Clark Gable is just a two-bar Joe doing a job

By Andrew A. Rooney, Stars and Stripes staff writer June 7, 1943

Herewith a report on Capt. Clark Gable:

Last summer he quieted a rumor that he was going to accept a direct commission as a major by enlisting as a private in Los Angeles. On Oct. 28, after completing the air corps OCS at Miami. Fla., he was commissioned second lieutenant. He served at Tyndall Field, Fla., for a while, and later was shipped to a mid-West field. He came to England about seven weeks ago, has been on one raid, (Antwerp, May 4) and his job here is to make a training film for aerial gunners. He is 42 years old, six feet one inch tall, his hair is grey. He seems like an OK guy.

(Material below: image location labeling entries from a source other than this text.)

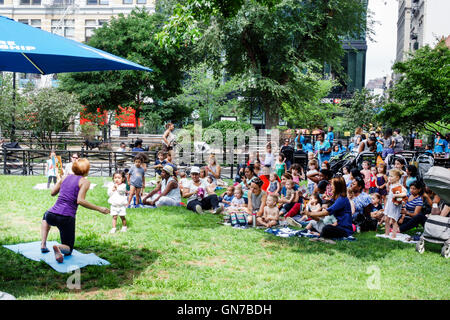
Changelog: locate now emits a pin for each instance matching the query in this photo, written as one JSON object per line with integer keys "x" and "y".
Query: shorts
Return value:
{"x": 118, "y": 211}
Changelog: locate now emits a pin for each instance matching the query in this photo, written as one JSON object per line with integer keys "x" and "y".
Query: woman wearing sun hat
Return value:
{"x": 170, "y": 191}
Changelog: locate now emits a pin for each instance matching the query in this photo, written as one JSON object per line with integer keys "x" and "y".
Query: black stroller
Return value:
{"x": 437, "y": 228}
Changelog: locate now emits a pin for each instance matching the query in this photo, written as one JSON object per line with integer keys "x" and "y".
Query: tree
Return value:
{"x": 360, "y": 110}
{"x": 132, "y": 37}
{"x": 206, "y": 95}
{"x": 421, "y": 98}
{"x": 276, "y": 48}
{"x": 48, "y": 111}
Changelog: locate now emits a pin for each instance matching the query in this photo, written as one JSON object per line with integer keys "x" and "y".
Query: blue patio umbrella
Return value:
{"x": 30, "y": 50}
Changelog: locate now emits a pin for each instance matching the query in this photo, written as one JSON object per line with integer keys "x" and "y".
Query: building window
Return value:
{"x": 65, "y": 28}
{"x": 91, "y": 25}
{"x": 30, "y": 2}
{"x": 31, "y": 22}
{"x": 97, "y": 2}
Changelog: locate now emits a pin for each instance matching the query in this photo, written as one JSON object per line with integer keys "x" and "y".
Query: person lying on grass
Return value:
{"x": 72, "y": 192}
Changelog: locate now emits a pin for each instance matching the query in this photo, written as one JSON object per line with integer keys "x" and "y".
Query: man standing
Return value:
{"x": 288, "y": 152}
{"x": 399, "y": 141}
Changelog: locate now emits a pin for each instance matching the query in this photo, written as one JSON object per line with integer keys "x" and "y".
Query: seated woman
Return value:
{"x": 166, "y": 192}
{"x": 340, "y": 209}
{"x": 200, "y": 196}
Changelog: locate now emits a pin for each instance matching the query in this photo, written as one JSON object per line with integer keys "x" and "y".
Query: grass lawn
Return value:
{"x": 173, "y": 253}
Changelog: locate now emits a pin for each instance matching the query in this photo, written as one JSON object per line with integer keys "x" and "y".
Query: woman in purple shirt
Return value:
{"x": 72, "y": 192}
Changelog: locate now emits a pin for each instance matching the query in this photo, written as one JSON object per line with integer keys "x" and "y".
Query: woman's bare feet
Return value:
{"x": 58, "y": 255}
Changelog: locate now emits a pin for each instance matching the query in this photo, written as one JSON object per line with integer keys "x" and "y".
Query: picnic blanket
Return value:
{"x": 32, "y": 250}
{"x": 287, "y": 232}
{"x": 399, "y": 237}
{"x": 43, "y": 186}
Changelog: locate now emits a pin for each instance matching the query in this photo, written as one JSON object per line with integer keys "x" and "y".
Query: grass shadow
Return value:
{"x": 23, "y": 277}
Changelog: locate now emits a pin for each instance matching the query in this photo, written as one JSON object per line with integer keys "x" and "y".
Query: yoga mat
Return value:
{"x": 32, "y": 250}
{"x": 43, "y": 186}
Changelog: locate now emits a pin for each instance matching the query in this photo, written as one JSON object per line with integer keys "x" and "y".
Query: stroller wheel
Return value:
{"x": 420, "y": 246}
{"x": 445, "y": 252}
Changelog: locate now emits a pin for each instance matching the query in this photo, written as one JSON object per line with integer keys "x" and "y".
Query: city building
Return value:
{"x": 73, "y": 19}
{"x": 420, "y": 23}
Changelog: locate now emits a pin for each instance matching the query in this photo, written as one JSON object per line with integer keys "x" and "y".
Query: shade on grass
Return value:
{"x": 172, "y": 253}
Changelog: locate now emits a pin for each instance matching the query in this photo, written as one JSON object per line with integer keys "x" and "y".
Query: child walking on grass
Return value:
{"x": 118, "y": 200}
{"x": 394, "y": 199}
{"x": 136, "y": 180}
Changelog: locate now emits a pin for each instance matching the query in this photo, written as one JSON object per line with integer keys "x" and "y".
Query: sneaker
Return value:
{"x": 198, "y": 209}
{"x": 219, "y": 209}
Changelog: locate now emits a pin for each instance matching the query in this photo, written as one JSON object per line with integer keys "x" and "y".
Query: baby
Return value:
{"x": 315, "y": 227}
{"x": 274, "y": 186}
{"x": 314, "y": 205}
{"x": 271, "y": 214}
{"x": 228, "y": 196}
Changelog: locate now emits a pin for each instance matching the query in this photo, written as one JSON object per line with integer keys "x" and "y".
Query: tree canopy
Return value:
{"x": 276, "y": 48}
{"x": 421, "y": 97}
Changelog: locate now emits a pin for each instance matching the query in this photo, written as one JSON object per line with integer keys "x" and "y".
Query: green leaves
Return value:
{"x": 422, "y": 95}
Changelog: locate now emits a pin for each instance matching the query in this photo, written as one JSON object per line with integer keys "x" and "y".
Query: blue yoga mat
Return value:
{"x": 32, "y": 250}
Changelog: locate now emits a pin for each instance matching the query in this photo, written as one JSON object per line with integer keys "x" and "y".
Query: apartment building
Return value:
{"x": 73, "y": 19}
{"x": 420, "y": 23}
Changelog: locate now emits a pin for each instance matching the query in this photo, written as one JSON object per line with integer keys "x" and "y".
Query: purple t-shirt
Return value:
{"x": 66, "y": 205}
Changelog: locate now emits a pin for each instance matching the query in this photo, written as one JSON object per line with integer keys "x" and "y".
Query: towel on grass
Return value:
{"x": 399, "y": 237}
{"x": 288, "y": 232}
{"x": 43, "y": 186}
{"x": 32, "y": 250}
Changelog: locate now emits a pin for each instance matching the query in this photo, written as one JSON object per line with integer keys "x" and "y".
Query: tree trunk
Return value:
{"x": 272, "y": 116}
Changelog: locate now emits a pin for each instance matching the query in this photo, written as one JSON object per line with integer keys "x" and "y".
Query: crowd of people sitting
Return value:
{"x": 270, "y": 190}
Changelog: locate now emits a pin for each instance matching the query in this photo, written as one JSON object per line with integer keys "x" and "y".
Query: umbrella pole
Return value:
{"x": 13, "y": 115}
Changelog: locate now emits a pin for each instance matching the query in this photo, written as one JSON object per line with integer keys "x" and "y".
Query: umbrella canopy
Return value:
{"x": 30, "y": 50}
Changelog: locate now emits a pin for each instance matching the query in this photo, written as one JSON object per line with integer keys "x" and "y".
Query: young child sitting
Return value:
{"x": 136, "y": 180}
{"x": 314, "y": 205}
{"x": 274, "y": 186}
{"x": 287, "y": 200}
{"x": 366, "y": 174}
{"x": 159, "y": 164}
{"x": 228, "y": 196}
{"x": 118, "y": 200}
{"x": 377, "y": 210}
{"x": 271, "y": 214}
{"x": 315, "y": 227}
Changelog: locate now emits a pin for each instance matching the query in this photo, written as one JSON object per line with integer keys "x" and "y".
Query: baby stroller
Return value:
{"x": 337, "y": 163}
{"x": 423, "y": 162}
{"x": 437, "y": 228}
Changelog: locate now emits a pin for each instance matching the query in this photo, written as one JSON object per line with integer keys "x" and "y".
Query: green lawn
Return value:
{"x": 173, "y": 253}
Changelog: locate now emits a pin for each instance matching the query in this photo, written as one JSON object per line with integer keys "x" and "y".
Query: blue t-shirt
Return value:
{"x": 158, "y": 171}
{"x": 322, "y": 146}
{"x": 439, "y": 147}
{"x": 307, "y": 147}
{"x": 330, "y": 137}
{"x": 227, "y": 198}
{"x": 342, "y": 211}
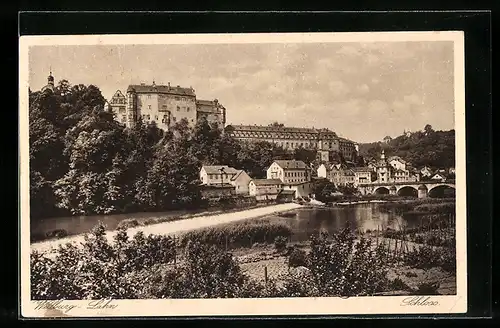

With the possible exception of the German Army, no one is having a tougher time trying to fight this war than Capt. Clark Gable.

They Want to Know

A few hundred thousand relatives of privates in the infantry who have been fighting in North Africa want to know why Clark Gable isn't a private in the infantry fighting in North Africa. The fathers and mothers, sisters and friends of the staff sergeants on combat crews of B17s and B24s want to know why he is a captain instead of a staff sergeant. And some of the boys wonder.

He is not a captain doing a staff sergeant's job. He is a captain doing a job that has been done by majors and better, and he went from a second lieutenant to a captain in less than six months, not because he had a direct pipeline to the commanding general, but because he is an intelligent man doing a good job for the Air Force.

Last Saturday a couple of carloads of newspapermen, most of whom were women, were taken to an Eighth Air Force field to watch the public relations office take the wraps off their man Gable. They were prepared to write cynical articles of the movie star playing a phoney part, but Gable fooled them. He was a very nice guy about it all, and his performance at the press conference left nothing to be cynical about.

He didn't try to act any part. He was Clark Gable in the Air Force, a little tired, but resigned to being looked at and talked to — and he looked like a very decent guy with no angle to his being where he was.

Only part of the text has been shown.